İşi bittiğinde çok yorulmuştu. Bu tempoya ne kadar alışkın olduğunu düşünsede aslında zorluklar yeni başlıyordu.

Her şey yeni, yepyeni ve yeniden başlıyordu.

Oğuz, işi ve evi olan, 14 yaşında, çocuk esirgeme kurumundan kaçmış biriydi.

Belki de onu çoktan aramaya başlamışlardı. Ya da çoktan yazdığı mektubu okumuşlar ve dediklerini yapmışlardı.

Mektubunu kaçmadan birkaç gün önce yazmıştı.

Mektubun da;

Oğuz'dan

Ben gidiyorum. Emeği olan herkes sağolsun. Çok uğraştınız. Hakkınızı helal edin.

Ben artık gerçek hayata atılıyorum. Dört duvar arasında ömrümü geçiremem.

Gittiğim zaman beni kimse aramaya çalışmasın. Ben kendi başımın çaresine bakacağım.

Sizden tek isteğim beni aramaya kalkmayın.

Rahat bırakın beni.

Zaten biliyorsunuz ki beni kimse evlat bile edinmedi. Bunun daha fazla böyle olmasını istemiyorum.

Hayata ilk adımı kendim atacağım.

Hoşçakalın...

Onu aramalarını istemiyordu. Orada ne olmayı istiyordu ne de yaşamayı.

Hayat onun için dört duvardan, eziyetten, dayak yemekten öte olmalıydı.

Kalbi, sadece nefretle doluydu. Onu bırakıp giden ailesine, katil olduğunu düşündürenlere, aşık olduğu acıya...

Her şeye ve herkese kin besliyordu.

O böyle olmayacaktı. Bir çocuk gibi yaşayacak ve mutlu olacaktı.

Bu yaşlarında kini, öfkeyi, nefreti öğrenmeyecekti.

Ama hayat onun için böyle bir yol çizmişti.

Hayat mutluydu. Birini daha oyuncağı yapmıştı.

Ona oyunlar kurarak, tatmadığı duyguları tattırarak, büyüterek ona yol gösteriyordu.

Üzerinde ki beyaz kıyafeti çıkarıp kendi giysilerini giydiğinde yanına Gül Hanım gelmişti.

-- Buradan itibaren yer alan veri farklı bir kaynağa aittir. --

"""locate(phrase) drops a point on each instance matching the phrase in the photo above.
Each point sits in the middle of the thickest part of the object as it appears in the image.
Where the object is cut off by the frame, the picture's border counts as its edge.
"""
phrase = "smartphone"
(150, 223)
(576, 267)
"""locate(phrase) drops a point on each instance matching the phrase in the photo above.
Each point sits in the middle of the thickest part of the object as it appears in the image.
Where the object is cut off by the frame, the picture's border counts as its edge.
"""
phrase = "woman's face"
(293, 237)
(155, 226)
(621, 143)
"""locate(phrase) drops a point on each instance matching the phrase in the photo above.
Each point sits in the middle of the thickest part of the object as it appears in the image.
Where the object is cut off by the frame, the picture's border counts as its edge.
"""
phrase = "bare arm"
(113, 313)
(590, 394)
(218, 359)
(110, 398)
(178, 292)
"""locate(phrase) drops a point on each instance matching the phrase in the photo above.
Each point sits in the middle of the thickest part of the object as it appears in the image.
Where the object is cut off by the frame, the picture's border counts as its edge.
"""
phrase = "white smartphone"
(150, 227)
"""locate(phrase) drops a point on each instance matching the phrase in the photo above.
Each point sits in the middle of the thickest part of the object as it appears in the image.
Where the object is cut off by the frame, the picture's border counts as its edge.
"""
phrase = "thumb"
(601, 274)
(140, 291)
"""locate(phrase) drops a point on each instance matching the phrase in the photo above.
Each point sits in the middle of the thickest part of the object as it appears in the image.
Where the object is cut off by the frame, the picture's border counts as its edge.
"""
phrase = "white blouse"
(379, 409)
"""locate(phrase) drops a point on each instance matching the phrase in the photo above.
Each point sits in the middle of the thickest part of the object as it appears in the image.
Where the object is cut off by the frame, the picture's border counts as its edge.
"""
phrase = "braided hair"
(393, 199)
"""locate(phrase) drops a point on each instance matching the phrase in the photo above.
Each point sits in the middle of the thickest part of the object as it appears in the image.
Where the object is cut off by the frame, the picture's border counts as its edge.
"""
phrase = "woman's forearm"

"Al Oğuz. Bu evin anahtarı. Adres bu kâğıtta yazıyor. Eğer bir şeye ihtiyacın olursa diye de kağıda telefon numaramı yazdım. Ararsın oradan."

Oğuz 'un telefonu yoktu. Nasıl arayacaktı?

"Benim telefonum yok."

"Ev telefonu var evde. Oradan ararsın. Ben dolaba bir şeyler aldım. Acıkırsan atıştırırsın. Bu zarfta da para var. İhtiyacın olan şeyler vardır."

"Sağolasın Gül Abla."

"Rica ederim Oğuz. Ne demek."

Oğuz ilk parasını almıştı ve ihtiyacı olan ne varsa alacaktı.

Mesela üzerine giyeceği güzel giysiler, ya da istediği herhangi bir şey.

Oğuz restauranttan dışarı çıkarken düşünceliydi. Ne yapsaydı ki ilk parasıyla?

Belki de sadece evine gidip uyumalıydı. Parasını harcamayıp biriktirmeli ve iyi yerlere gelmeliydi.

Daha iyi ve daha iyi yerler. Herkes için. Kendi için.